Dia mengangkat mantelnya dari bahu dan menyelipkannya di atas bahuku. "Ayahmu yang membuat ini? Apa kita sedang membicarakan pria yang sama yang ingin mengunci mu sampai usiamu tiga puluh tahun? Apakah dia mengalami perubahan kepribadian sejak terakhir kali aku melihatnya?"


"Ini seni. Dia lupa memikirkan bagaimana penampilan putrinya—hanya mendapatkan bentuk yang tepat. Dia dan Sally berada di rumah dengan pakaian yang sama."


Dia terkekeh pelan.


"Jadi, apakah kamu memberi tahu orang tuamu bahwa kamu akan pergi keluar?" Aku bertanya.

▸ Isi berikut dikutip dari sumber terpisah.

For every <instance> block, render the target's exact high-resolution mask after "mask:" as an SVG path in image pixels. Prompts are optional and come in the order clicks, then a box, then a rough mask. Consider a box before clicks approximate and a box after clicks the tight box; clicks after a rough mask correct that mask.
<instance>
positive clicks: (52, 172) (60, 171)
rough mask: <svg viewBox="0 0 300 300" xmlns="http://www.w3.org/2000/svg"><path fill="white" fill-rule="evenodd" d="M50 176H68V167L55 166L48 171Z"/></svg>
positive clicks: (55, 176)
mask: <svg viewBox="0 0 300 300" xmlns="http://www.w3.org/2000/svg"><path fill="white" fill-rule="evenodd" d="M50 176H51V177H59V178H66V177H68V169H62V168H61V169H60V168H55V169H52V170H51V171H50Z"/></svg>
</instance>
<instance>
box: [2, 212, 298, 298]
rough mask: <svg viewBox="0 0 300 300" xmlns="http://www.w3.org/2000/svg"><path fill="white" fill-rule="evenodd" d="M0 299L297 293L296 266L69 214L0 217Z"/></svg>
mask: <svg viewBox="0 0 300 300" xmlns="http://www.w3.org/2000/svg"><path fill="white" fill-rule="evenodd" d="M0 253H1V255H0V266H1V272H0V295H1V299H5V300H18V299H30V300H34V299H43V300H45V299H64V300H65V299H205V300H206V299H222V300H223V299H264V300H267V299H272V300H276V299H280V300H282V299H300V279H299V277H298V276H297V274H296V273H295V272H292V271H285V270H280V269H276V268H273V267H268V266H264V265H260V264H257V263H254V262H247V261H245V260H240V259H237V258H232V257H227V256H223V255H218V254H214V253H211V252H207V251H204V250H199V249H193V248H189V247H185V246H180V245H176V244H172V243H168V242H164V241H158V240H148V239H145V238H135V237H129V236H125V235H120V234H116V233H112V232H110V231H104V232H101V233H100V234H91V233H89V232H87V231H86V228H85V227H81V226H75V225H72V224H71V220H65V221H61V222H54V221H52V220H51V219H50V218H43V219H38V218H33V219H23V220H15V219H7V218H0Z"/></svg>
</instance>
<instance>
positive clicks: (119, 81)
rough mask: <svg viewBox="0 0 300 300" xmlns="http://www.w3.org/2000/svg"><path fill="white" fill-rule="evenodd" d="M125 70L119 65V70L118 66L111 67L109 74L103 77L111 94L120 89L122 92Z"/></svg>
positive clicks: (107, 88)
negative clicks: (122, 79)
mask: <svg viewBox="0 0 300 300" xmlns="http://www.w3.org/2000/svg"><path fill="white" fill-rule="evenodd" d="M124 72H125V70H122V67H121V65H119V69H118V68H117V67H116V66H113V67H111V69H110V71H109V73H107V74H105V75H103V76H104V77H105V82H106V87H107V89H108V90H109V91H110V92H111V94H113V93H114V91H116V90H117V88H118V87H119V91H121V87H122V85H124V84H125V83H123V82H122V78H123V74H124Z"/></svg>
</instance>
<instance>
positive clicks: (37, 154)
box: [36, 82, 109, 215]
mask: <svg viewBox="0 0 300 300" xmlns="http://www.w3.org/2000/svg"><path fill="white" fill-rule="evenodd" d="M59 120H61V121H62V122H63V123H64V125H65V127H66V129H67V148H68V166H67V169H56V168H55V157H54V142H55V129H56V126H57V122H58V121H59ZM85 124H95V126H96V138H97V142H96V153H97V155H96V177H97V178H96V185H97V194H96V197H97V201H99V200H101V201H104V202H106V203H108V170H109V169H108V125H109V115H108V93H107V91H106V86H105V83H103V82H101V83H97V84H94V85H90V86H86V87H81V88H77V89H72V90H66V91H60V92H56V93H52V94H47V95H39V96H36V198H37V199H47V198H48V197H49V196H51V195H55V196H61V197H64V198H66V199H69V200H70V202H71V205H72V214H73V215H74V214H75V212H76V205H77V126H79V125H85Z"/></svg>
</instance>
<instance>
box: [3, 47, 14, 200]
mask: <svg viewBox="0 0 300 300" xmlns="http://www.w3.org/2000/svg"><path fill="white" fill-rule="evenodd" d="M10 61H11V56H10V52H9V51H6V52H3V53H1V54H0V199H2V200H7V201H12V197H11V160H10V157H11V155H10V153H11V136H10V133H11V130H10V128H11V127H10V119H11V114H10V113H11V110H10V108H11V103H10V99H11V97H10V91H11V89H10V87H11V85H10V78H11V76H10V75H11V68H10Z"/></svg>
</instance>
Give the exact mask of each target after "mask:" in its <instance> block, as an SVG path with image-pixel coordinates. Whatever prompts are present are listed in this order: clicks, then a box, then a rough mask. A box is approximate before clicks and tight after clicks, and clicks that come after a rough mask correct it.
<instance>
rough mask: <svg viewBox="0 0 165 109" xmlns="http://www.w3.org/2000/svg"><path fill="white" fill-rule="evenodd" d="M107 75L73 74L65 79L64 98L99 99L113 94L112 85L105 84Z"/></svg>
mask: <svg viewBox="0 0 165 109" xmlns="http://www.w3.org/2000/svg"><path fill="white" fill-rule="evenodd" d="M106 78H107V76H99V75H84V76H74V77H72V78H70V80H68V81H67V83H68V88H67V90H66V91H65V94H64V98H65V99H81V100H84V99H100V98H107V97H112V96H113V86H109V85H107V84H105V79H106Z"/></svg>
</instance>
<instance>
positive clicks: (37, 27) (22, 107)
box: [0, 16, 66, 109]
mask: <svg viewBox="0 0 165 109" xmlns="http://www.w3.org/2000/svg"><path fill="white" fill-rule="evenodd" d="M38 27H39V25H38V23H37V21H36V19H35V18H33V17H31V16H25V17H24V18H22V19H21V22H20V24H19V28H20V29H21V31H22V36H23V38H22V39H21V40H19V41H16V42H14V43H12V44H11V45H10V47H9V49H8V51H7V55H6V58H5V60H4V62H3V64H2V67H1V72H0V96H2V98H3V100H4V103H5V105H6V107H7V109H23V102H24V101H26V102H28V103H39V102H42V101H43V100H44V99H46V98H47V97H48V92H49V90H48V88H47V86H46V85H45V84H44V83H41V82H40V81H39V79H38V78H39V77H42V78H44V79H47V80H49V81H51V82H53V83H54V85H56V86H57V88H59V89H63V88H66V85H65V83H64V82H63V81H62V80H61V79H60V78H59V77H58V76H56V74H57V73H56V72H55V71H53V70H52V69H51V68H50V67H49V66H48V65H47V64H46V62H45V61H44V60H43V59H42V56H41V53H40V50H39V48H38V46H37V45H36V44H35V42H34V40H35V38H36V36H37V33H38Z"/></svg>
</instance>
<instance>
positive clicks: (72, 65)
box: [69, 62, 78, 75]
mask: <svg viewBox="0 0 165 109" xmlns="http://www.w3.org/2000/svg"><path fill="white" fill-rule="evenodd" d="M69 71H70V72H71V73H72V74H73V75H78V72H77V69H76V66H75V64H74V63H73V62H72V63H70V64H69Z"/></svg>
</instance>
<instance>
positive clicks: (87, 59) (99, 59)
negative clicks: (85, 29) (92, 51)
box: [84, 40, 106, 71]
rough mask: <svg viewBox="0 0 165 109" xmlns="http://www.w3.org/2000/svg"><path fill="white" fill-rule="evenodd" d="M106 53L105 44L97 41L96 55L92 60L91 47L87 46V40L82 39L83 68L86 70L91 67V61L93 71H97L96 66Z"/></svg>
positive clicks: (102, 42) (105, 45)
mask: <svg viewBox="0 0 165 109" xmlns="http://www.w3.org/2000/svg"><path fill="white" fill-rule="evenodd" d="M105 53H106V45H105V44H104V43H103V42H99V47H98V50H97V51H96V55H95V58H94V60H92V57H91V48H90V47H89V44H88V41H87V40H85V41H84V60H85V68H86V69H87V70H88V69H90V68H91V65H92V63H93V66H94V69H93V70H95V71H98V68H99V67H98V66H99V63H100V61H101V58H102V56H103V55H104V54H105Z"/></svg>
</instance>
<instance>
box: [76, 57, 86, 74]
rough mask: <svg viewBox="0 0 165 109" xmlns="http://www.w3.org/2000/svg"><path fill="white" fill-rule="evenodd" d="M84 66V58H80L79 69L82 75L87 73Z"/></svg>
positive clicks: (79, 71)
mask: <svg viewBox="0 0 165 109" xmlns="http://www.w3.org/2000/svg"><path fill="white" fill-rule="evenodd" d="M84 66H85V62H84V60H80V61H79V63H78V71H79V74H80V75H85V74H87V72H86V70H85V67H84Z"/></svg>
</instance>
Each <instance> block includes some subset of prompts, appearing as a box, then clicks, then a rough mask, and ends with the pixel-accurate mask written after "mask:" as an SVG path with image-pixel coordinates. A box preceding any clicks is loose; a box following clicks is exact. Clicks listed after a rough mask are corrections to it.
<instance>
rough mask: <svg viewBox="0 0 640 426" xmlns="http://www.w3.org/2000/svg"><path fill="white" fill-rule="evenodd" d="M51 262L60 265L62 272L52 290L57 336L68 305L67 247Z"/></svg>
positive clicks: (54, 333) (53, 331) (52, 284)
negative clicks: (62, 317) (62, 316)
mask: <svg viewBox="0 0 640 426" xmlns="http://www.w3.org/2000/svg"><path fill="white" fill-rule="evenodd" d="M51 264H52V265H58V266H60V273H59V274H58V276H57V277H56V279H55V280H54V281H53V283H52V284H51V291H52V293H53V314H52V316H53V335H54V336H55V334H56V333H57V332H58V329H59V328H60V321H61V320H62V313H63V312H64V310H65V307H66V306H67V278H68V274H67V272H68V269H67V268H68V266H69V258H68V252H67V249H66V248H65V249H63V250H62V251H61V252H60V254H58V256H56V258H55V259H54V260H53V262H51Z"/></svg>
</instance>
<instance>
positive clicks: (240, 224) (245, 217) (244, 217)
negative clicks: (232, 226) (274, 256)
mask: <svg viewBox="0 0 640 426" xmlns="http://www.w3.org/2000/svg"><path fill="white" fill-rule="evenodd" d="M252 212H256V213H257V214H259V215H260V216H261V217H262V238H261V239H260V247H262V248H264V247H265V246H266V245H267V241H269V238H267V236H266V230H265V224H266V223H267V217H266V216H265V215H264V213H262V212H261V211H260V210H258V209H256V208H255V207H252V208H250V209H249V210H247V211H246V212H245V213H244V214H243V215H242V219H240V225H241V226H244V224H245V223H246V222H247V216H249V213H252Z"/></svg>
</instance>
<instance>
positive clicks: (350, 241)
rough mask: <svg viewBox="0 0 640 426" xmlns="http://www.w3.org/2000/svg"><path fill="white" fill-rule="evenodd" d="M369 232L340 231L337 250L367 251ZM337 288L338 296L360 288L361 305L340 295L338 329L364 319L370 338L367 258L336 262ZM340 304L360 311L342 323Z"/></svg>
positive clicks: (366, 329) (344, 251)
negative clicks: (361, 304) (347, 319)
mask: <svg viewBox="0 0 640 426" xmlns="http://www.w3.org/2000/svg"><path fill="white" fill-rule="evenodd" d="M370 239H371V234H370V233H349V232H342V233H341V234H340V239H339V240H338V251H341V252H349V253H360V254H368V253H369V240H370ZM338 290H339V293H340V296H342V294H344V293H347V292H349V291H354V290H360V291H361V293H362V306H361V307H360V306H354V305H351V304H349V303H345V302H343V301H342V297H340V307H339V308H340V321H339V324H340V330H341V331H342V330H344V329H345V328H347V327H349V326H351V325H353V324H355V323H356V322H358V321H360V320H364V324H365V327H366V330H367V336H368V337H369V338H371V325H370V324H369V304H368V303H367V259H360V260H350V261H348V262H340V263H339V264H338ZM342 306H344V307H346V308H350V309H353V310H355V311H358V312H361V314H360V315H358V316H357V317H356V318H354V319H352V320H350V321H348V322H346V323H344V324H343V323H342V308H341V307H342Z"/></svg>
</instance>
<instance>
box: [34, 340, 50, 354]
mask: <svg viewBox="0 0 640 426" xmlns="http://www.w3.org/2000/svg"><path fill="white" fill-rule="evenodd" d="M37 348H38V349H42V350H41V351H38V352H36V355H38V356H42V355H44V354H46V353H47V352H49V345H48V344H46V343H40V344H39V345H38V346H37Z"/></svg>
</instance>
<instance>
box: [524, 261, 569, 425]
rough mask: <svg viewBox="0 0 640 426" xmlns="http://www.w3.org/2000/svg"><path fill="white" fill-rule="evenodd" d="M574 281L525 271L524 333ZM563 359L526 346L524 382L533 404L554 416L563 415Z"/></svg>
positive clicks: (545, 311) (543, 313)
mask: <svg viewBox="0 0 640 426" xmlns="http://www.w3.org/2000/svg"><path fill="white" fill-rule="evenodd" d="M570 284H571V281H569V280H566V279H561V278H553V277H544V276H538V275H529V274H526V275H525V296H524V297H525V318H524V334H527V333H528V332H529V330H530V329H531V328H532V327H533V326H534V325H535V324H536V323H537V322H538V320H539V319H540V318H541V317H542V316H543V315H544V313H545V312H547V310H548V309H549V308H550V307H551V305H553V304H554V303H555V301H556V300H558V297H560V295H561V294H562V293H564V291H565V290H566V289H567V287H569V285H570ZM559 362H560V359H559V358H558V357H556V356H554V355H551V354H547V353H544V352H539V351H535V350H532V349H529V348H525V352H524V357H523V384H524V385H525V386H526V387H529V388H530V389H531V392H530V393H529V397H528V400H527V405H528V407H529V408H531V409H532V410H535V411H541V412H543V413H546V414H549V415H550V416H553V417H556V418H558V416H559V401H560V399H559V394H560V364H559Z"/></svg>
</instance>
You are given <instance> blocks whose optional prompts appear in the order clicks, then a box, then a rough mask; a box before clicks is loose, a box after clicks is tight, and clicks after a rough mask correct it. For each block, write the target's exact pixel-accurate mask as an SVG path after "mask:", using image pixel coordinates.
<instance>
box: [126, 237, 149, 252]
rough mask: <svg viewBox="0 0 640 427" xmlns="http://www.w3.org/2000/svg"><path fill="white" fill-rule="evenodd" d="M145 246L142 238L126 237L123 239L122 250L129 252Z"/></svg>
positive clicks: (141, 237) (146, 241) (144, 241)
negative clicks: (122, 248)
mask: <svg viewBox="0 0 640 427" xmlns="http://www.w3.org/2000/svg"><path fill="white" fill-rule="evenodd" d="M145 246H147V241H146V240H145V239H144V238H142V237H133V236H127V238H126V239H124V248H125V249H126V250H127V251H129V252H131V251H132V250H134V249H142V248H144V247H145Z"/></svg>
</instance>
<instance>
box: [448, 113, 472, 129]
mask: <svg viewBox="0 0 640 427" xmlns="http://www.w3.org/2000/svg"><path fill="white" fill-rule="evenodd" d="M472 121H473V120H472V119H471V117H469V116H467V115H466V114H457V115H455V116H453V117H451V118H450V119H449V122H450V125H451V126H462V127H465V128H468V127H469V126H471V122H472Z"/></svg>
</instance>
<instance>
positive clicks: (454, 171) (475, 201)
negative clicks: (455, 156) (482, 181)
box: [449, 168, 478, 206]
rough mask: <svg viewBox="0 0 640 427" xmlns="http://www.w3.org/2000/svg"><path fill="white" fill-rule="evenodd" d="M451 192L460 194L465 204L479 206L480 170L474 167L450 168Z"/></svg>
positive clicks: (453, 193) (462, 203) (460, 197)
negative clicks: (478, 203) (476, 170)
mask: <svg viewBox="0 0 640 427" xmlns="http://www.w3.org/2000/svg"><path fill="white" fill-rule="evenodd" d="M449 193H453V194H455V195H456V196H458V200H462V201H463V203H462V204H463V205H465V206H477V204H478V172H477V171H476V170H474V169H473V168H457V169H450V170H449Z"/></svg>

"Tidak, mereka masih berpikir kita perlu mengitari kereta kembali ke rumah. Aku mengotak-atik barang di garasi dan mendapatkan stelan Wolfman ini dan meminta Xav untuk diam."


"Bagaimana mereka akan bereaksi kalau kamu keluar"


Dia mengerutkan kening. "Aku tidak bisa melihat—sulit dengan keluarga. Ada begitu banyak kemungkinan di rumah para Savant yang menurut ku masa depan menjadi samar samar, seperti gangguan pada ponsel. Dan itu aneh: aku perhatikan bahwa semakin dekat aku dengan mu, semakin sedikit pula aku bisa melihat tentang mu Sky"


"Apakah itu berarti aku bisa mengalahkan mu sekarang?"


"Mungkin. Tapi aku mungkin juga tidak bisa membantu mu menjaga gawang, jadi ada kekurangannya." Dia tertawa pelan.


"Itu baik-baik saja oleh ku. Tidak menyenangkan mengetahui kamu bisa melihat begitu banyak sepanjang waktu. Membuatku merasa, entahlah, terkurung oleh masa depan."


"Ya, aku lebih suka seperti ini. Rasanya lebih normal."


Kami sampai di rumah Tina. Dia benar-benar merencanakan ini semua sebelumnya: labu berukir menyeringai di setiap jendela dan terasnya dipenuhi jaring laba-laba, kelelawar, dan ular.


Ibunya membuka pintu dengan berpakaian seperti penyihir, dengan bulu mata palsu besar dan kuku merah. Aku bisa melihat kakak laki-laki Tina di belakang, memotong hiasan taman di atas api unggun.